Der Begriff „wasserdicht“ lässt viele Uhrenbesitzer glauben, dass ihr Zeitmesser vollständig wasserdicht ist. Zwar ist eine vollständige Wasserdichtigkeit grundsätzlich möglich – doch die kleine Aufschrift sollte Sie nicht fälschlicherweise zu der Annahme verleiten, dass dies der Fall ist. Im schlimmsten Fall kann dies zum Ausfall der Uhr führen. Unter hohem Wasserdruck oder bei längerem Kontakt mit Wasser kann selbst eine scheinbar wasserdichte Uhr Wasser eindringen lassen. Wie viel Wasser Ihre Uhr tatsächlich verträgt, erfahren Sie im Folgenden.

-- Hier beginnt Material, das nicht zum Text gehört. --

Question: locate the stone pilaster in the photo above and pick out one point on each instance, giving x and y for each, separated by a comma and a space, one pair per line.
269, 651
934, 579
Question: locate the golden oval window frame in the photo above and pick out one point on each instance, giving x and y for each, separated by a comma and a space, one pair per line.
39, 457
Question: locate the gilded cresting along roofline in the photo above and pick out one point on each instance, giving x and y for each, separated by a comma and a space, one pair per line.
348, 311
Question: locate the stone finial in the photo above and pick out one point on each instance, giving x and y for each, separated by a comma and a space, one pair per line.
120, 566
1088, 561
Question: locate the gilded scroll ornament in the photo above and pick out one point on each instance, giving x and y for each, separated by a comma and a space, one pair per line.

Wie wird die Wasserdichtigkeit bestimmt?
Die Wasserdichtigkeit einer Uhr wird anhand eines Prüfverfahrens ermittelt, das in der DIN-Norm 8310 festgelegt ist. Gemäß dieser Norm gilt eine Uhr als wasserdicht, wenn sie die Prüfung in einwandfreiem Zustand erfolgreich bestanden hat. Wichtig zu wissen: Bei diesem Prüfverfahren wird ein statischer Druck ausgeübt, der Rückschlüsse auf die Bar-Belastbarkeit einer Uhr zulässt. Wenn Sie mit Ihrer Uhr tatsächlich unter Wasser gehen, steigt der Druck durch die Uhrwerk sowie durch einen Wasserstrahl (z. B. unter der Dusche). Die Uhr ist daher einer deutlich höheren Belastung ausgesetzt als während des Tests, bei dem der Druck unter Laborbedingungen simuliert wurde.
Wie wasserdicht ist meine Uhr?
In der folgenden Tabelle finden Sie eine Auflistung verschiedener Messwerte und der dazugehörigen Meterangaben, mit denen die Uhren anschließend gekennzeichnet werden können. Daneben ist aufgeführt, was dies im Alltag tatsächlich bedeutet. Daher sind nur Uhren mit einer Wasserdichtigkeit von 10 atm (100 Meter) für Wassersportarten geeignet, und zum Tauchen werden sogar 20 atm empfohlen. Bitte beachten Sie jedoch, dass dies lediglich eine Richtlinie und keine allgemeingültige Information ist.